With sleeves up and pants down, Naked Magicians take the Wheeler Opera House stage
IF YOU GO …
Who: The Naked Magicians
Where: Wheeler Opera House
When: Sunday, Oct. 28, 7:30 p.m.
How much: $25 ($50 for VIP meet and greet)
Tickets: Wheeler box office; aspenshowtix.com
There’s an old saying about magicians that goes something like: “Magic becomes art when it has nothing to hide.”
By that criteria, the illusionists Christopher Wayne and Mike Tyler, who perform as the Naked Magicians — and, yes, perform in the nude — are master artists. They do their tricks with nowhere to hide anything.
The audacious Australian duo is on a 30-city North American tour that comes to the Wheeler Opera House in Aspen on Sunday, Oct. 28.
Before they joined forces as the Naked Magicians, both Wayne and Tyler had been professional clothed musicians with full-time performing careers based out of Brisbane, Australia. Like all magicians, they wanted to pull off something that nobody had done before, something big and new and fresh to make their mark in magic history. Five years ago, a brainstorming session led to the unlikely birth of an international phenomenon — a show combining magic, nudity, comedy and audience participation.
“We kept talking about designing a show that was different from what every other magician was doing around the world,” Tyler said from a recent tour stop in Providence, Rhode Island. “We wanted to take magic to an audience that wouldn’t normally attend a magic show.”
What if they could make the show double as a striptease, dropping clothes as their tricks grew more impressive over the length of an evening? And what if it would double as a comedy show? What if they dropped the dumb, old-fashioned tradition of using a scantily clad female assistant and instead offered themselves up as sexual objects? What kind of new magic audience might they find?
“We decided to try and do a girls-night-out kind of show that’s great for the gay guys, as well,” Tyler recalled. “We said, ‘Let’s do a naughty magic show and strip away those magic stereotypes, the top hats and capes — literally strip them away.’ And now it’s billed as the world’s funniest and naughtiest magic show.”
The show premiered in Brisbane in February 2014 and became an immediate hit.
“It was just a crazy idea,” Tyler said. “We didn’t ever think we’d be touring the world with it.”
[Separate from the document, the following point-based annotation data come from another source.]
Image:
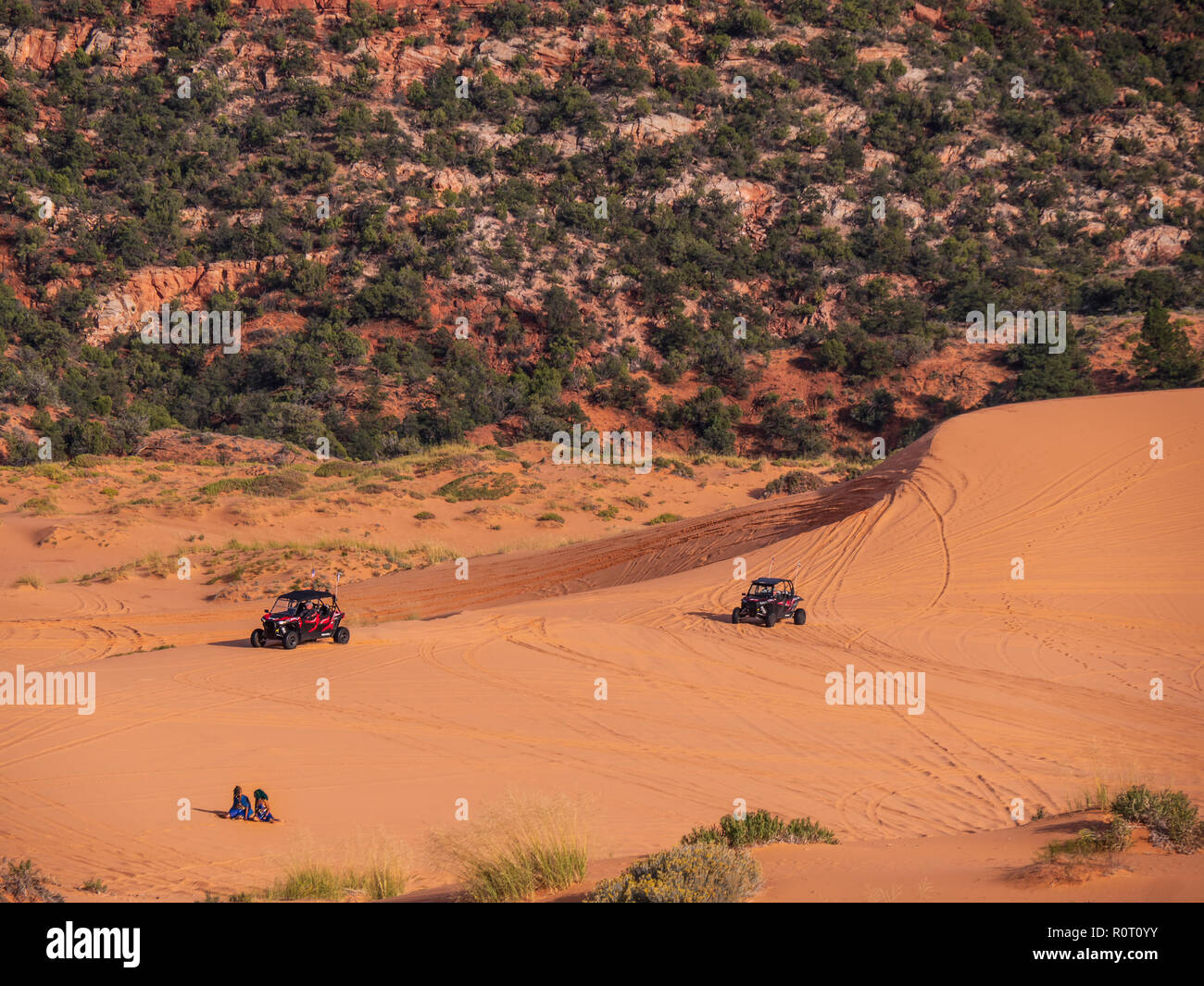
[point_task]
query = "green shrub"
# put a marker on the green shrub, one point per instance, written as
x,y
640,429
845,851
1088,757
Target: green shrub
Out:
x,y
1115,838
1169,815
335,468
478,485
40,505
225,485
794,481
685,874
25,882
759,828
284,483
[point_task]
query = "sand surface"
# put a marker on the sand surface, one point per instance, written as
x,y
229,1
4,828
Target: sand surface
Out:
x,y
1035,689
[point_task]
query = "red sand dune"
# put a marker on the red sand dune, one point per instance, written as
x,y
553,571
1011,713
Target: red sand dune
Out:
x,y
1034,688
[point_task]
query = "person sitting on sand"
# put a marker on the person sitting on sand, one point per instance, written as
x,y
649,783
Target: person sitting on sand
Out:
x,y
241,805
263,809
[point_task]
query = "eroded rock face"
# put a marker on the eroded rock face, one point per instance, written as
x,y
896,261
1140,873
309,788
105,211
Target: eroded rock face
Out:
x,y
1152,245
120,311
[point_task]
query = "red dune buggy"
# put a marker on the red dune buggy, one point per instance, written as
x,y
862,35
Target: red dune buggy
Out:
x,y
771,600
302,616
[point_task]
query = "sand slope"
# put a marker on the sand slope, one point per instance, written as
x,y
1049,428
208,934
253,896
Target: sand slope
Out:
x,y
1034,688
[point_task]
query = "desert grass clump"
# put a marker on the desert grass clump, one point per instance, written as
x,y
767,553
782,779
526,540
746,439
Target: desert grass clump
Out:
x,y
336,468
478,485
759,828
24,882
521,846
377,881
382,874
283,483
40,505
230,484
703,873
1169,815
1115,838
794,481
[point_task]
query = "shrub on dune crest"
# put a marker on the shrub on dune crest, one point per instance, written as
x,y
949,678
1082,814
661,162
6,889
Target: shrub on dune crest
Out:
x,y
525,845
25,882
759,828
1169,815
378,880
685,874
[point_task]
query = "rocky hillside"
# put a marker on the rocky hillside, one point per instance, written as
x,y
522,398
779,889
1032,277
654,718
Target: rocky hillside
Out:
x,y
746,227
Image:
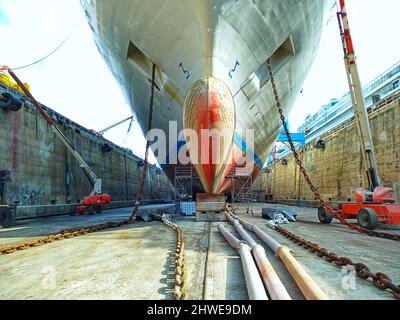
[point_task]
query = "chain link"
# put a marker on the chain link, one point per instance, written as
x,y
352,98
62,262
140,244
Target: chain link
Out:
x,y
180,268
380,280
307,177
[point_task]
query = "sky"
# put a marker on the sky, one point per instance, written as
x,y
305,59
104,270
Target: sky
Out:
x,y
76,82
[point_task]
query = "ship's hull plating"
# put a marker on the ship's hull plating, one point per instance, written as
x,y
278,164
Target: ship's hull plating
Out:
x,y
229,40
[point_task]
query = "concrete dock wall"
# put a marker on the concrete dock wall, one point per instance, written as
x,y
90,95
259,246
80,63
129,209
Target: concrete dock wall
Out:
x,y
43,172
337,170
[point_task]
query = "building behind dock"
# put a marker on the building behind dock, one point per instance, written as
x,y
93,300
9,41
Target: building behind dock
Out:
x,y
337,168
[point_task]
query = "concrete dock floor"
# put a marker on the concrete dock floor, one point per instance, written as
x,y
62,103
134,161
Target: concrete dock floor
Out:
x,y
136,261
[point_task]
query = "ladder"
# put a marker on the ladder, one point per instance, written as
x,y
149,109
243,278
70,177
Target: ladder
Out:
x,y
242,189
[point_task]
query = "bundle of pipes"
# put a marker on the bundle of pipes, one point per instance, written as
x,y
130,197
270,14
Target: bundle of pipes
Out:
x,y
255,287
273,284
303,280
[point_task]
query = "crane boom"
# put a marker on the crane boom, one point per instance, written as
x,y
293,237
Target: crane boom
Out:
x,y
93,179
357,97
117,124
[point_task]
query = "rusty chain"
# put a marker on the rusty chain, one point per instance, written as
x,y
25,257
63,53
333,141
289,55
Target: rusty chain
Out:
x,y
76,232
379,279
307,177
180,267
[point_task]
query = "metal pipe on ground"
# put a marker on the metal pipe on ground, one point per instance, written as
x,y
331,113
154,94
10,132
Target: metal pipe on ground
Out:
x,y
254,285
306,284
274,285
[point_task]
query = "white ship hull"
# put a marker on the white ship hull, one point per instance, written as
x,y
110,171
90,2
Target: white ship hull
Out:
x,y
228,40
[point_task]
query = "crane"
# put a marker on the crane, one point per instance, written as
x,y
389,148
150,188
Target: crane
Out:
x,y
377,203
101,132
96,199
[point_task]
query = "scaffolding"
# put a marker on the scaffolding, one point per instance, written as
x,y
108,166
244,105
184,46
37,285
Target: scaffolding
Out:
x,y
242,188
183,183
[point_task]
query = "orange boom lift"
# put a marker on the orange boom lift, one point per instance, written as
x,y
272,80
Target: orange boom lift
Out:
x,y
96,199
376,204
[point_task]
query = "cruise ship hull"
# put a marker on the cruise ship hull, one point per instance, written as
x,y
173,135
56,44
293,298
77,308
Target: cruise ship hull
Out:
x,y
227,40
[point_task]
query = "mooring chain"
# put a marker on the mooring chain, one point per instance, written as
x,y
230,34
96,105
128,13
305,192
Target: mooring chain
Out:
x,y
307,177
380,280
180,267
76,232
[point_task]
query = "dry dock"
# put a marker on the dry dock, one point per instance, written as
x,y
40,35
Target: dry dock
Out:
x,y
135,261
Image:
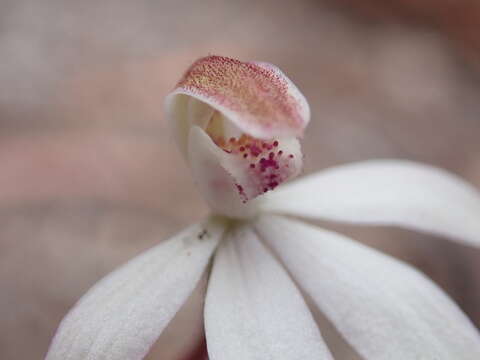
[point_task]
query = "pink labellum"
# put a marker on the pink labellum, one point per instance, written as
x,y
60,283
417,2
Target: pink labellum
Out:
x,y
237,125
257,97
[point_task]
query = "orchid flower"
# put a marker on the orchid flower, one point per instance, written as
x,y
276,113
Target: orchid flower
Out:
x,y
238,125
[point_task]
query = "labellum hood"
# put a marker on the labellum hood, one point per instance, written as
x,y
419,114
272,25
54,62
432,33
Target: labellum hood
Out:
x,y
237,124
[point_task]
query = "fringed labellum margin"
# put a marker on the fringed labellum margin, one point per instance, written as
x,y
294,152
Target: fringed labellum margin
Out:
x,y
237,124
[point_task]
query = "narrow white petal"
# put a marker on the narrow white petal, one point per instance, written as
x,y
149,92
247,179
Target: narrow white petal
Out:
x,y
384,308
123,314
386,192
253,310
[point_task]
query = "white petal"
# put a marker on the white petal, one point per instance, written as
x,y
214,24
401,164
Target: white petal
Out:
x,y
384,308
386,192
123,315
253,310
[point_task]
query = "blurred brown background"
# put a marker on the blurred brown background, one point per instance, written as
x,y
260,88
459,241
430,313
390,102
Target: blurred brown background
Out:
x,y
90,176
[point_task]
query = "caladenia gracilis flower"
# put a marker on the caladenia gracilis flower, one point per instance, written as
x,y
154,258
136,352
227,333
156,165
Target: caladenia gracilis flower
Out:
x,y
238,126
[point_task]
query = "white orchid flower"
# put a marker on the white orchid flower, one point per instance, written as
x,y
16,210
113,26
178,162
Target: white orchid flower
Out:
x,y
237,125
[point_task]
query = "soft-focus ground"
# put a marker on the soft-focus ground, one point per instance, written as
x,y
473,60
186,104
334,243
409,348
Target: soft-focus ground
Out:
x,y
90,177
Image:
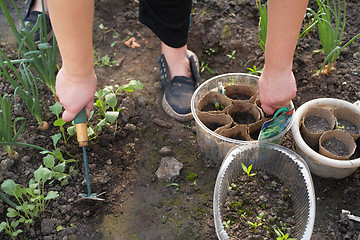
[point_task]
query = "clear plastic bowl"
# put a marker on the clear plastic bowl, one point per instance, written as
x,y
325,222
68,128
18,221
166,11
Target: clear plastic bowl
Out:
x,y
213,145
274,159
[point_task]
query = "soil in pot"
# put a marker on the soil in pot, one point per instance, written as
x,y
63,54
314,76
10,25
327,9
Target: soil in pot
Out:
x,y
257,205
336,147
317,124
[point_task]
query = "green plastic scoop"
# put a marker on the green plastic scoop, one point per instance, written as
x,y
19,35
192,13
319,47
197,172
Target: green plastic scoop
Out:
x,y
277,124
81,131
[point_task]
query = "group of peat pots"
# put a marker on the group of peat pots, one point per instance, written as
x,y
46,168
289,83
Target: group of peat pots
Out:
x,y
264,190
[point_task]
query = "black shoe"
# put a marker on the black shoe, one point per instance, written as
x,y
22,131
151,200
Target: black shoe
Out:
x,y
179,90
31,17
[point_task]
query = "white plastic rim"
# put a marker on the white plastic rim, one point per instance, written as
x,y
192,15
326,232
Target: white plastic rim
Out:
x,y
218,136
227,171
318,158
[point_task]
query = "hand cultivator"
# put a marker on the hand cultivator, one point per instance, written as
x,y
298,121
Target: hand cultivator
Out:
x,y
82,137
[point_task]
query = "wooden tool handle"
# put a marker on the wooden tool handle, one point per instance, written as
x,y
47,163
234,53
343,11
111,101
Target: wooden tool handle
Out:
x,y
81,128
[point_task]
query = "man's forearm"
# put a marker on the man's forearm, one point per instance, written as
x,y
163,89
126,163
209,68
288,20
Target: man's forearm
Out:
x,y
72,22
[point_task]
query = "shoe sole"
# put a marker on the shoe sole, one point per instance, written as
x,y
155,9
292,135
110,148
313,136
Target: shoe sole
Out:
x,y
168,109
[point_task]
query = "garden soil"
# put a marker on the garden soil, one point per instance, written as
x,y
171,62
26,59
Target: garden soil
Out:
x,y
124,158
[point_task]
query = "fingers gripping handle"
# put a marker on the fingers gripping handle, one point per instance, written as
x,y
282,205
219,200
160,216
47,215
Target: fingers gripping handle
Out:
x,y
81,128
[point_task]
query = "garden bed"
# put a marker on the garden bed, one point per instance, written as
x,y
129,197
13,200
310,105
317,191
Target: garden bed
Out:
x,y
123,160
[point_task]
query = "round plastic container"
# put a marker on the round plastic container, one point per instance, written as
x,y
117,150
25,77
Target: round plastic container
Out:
x,y
320,165
283,163
213,145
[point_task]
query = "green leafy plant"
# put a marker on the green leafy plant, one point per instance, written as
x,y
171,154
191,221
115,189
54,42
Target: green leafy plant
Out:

The pair has since performed in some 250 cities in seven countries, making annual runs across the U.S. where they’ve found their biggest crowds.
“Audiences everywhere are amazing but especially in the U.S.,” Tyler said. “It seems we have a little bit of extra value because the accent is a bit exotic over here.”
The basic mechanics of magic often rely on clothes — on pockets and hats and sleeves in which to hide things. The pair had to get creative and invent some new maneuvers to pull off this show.
“Good magicians don’t need sleeves, great magicians don’t need pants,” Tyler said. “We literally prove that every night. It is more difficult, though.”
As they developed the show, Tyler and Wayne aimed to do all the impressive tricks they’d perfected over their careers, but to add new elements for the Naked Magicians: “We had to learn two things, how to make them naughty and sexualize them, and how to do them without pockets, sleeves or pants.”
When losing their clothes left them without the usual hiding places, all that exposed skin gave them an added element of misdirection.
“The audience is focused on the abs or the buttocks and that’s how we’re able to get away with some of the sleight of hand,” Tyler said.
Once they figured out how to do their tricks without the usual trappings, the magic of the act became the easy part. Keeping the presentation fresh and funny took some effort, too, although they’ve found it’s not all that, ahem, hard to pepper the show with puns. (Discussing their upcoming debut in Aspen, Tyler quipped: “It should be pretty cold out there, so I hope the show’s not shorter than normal.”)
“The comedy almost writes itself, because there is so much innuendo and so many dick jokes throughout the show,” he said.
The nudity itself — yes, full-frontal nudity, eventually — has been the biggest challenge, Tyler said.
“We weren’t the guys at parties who were streakers — ‘nudie runs’ is what we call them in Australia — and we’re not strippers,” Tyler said. “So we both had to work out really hard and make sure that we were in great shape, because we wanted to make sure there’s something good to look at for the audience when we do get naked. Nobody wants to see a couple tubby old magicians on the stage.”